Mietrecht

Eigenbedarfskündigung: Anbietpflicht des Vermieters und ihre Reichweite (Serie – Teil 1)

01.02.2015
4min

Wenn der Vermieter wegen Eigenbedarf kündigen will, muss er dem Mieter freie Wohnungen aus seinem Bestand anbieten. Verletzt der Vermieter eine tatsächlich bestehende Anbietpflicht, führt dies regelmäßig dazu, dass das auf die Eigenbedarfskündigung gestützte Räumungsbegehren rechtsmissbräuchlich wird. Die Anbietpflicht des Vermieters (gelegentlich auch Anbietungspflicht genannt) resultiert aus seiner Treuepflicht gemäß §§ 241 Abs. 2, 311 Abs. 2 BGB, die aus dem Verlust der Wohnung für den Mieter resultierenden negativen Folgen, soweit es ihm möglich ist, zu mildern.  Unter welchen Umständen konkret eine Anbietpflicht besteht und welche Wohnungen aus dem Bestand des Vermieters wie lange angeboten werden müssen, ist Gegenstand diverser Rechtstreitigkeiten gewesen.

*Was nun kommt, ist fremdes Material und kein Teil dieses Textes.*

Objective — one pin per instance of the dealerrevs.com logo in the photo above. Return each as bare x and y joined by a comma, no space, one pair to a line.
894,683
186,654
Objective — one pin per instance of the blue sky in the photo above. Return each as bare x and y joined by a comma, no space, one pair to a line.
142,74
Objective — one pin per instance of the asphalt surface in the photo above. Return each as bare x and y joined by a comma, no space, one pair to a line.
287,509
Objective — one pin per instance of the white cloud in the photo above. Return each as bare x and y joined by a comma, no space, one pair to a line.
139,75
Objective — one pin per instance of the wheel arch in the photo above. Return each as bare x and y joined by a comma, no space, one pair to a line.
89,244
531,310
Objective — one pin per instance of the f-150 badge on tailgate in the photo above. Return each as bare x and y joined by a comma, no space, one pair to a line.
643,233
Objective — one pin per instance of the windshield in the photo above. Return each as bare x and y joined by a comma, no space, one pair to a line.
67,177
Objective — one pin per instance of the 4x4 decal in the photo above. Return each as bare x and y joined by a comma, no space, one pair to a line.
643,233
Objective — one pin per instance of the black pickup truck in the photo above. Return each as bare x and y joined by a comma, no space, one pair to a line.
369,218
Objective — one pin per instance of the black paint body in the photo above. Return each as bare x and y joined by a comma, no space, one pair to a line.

Ich fasse den Stand nachfolgend zusammen. Bitte beachten Sie, dass es mir nicht um eine vollständige Darstellung sämtlicher möglicher Probleme geht, sondern um eine, speziell auf die Probleme die aus meiner Sicht in der Praxis immer wieder auftauchen, reduzierte Zusammenfassung. Meiner Erfahrung nach nehmen die Instanzgerichte zu Gunsten der Vermieter die Anbieterpflicht nicht ausreichend ernst. Trotzdem kann darüber ein Räumungsprozess jederzeit kippen. Für Mieter bietet eine Verletzung der Anbietplicht eine der wenigen durchgreifenden Möglichkeiten, sich gegen eine Kündigung wegen Eigenbedarfs erfolgreich zu wehren oder entsprechende Schadenersatzansprüche durchzusetzen.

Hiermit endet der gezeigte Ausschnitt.